BAGHDAD, Iraq – Iraq's interim prime minister on Wednesday threatened military action against the main insurgent stronghold of Fallujah if residents don't hand over Jordanian terror mastermind Abu Musab al-Zarqawi (search).
Prime Minister Ayad Allawi's (search) warning came as government negotiators and Fallujah (search) representatives were trying to hammer out a deal to restore government control over the city, seen as the hardest of the militant-held regions to crack.
The chief negotiator representing Fallujah said Wednesday the talks are in their final phase but differences remain over handing over insurgents wanted by Iraqi and U.S. authorities on criminal charges. Many in the city view the Iraqis fighting in the insurgency as heroic "mujahideen," or holy warriors.

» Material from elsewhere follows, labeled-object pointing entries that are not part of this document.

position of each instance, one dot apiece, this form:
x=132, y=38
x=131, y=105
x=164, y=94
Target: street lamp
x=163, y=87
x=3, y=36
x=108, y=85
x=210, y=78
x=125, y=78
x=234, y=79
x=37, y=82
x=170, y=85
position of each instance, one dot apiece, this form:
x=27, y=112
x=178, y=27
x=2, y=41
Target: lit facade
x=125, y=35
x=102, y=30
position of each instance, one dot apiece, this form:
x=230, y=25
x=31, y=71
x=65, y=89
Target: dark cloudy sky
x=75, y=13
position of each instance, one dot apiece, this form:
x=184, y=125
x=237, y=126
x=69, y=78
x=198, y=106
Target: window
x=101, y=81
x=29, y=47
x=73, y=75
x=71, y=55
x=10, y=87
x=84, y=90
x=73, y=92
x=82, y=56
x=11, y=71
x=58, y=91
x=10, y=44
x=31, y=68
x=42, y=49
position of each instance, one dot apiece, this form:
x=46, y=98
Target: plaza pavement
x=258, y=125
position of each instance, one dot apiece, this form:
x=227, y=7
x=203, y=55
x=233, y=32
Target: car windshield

Fallujah, in Iraq's Sunni Muslim heartland, is also believed to be a stronghold of al-Zarqawi's feared Tawhid and Jihad (search) group, which has kidnapped and beheaded numerous foreigners and has carried out a number of bloody bombing attacks.
"If they do not turn in al-Zarqawi and his group, we will carry out operations in Fallujah," Allawi told a meeting of the 100-member interim National Council on Wednesday. "We will not be lenient."
"I would like to reassert once more that the option of using force is a last resort for the government to settle the security situation," he said. "We shall remain prepared to deal positively with any initiative to disarm and enter the political process."
But he warned of the likelihood of more bombings and other insurgent attacks. "The more we crack down on terrorist havens, the more these strikes are going to increase," he said.
U.S. and Iraqi authorities have used a mix of diplomacy and force to try to regain control of insurgent enclaves in time to hold nationwide elections in January. Troops swept into the militant stronghold of Samarra, northwest of Baghdad, earlier this month and have been carrying out smaller-scale raids in recent days in other areas.
In Fallujah, a city of 300,000, U.S. forces have staged weeks of "precision strikes" aimed buildings believed to be safehouses of al-Zarqawi's network and its associates — even as negotiations have continued.
Fallujah, 40 miles west of Baghdad, fell under the control of hardline Islamic clerics and their armed followers after Marines ended a bloody three-week siege in late April.
"Fallujah of course is an honest city but it has been manipulated by a deviant bunch that wants to harm Iraq," Allawi said.
He promised to show council members photographs and documents confirming terrorist activity in the city and other insurgent strongholds.
"You can see for yourself the evil of these people and their ongoing fight to strike Iraq," Allawi said. He gave no details.
In his comments Wednesday, Fallujah chief negotiator Sheik Khaled al-Jumeili did not mention al-Zarqawi specifically or address demands for the Jordanian's handover.
"There are only a handful of Arab fighters in Fallujah. When a deal is struck, they will just leave the city," he told the Associated Press by telephone from Fallujah.
Al-Jumeili said city leaders are concerned over how insurgents will be treated if Iraqi National Guardsmen take control. "The people of Fallujah want guarantees that they will not be attacked by the National Guardsmen," he said.
He said it was agreed that the National Guard units taking over security in Fallujah would include natives of the city and that residents whose relatives have been killed or injured or whose property has been damaged would receive compensation. There was no immediate government or U.S. comment.
Still to be ironed out is what happens to specific individuals wanted by Iraqi and U.S. military authorities to face criminal charges, al-Jumeili said. They presumably include the killers of four U.S. contractors in March, whose deaths led to the three-week siege of Fallujah in April.
"They are outlaws to them but they are mujahedeen to us," he said.
It is not known how many foreign fighters are in Fallujah and how many Iraqis have worked with al-Zarqawi. Fallujah residents say foreign Arab fighters number no more than 25 — a figure contested by the Americans.
Al-Jumeili said he last met government representatives Monday evening and that the government was waiting for the American response to the negotiations.
The continued violence, however, has led to some grumbling by residents who now privately speak of their wish for the mujahedeen to leave and spare the city further turmoil.
Already, vast swathes of Fallujah facing U.S. Marines' positions are deserted for fear of renewed fighting, making way for the insurgents to fortify their positions.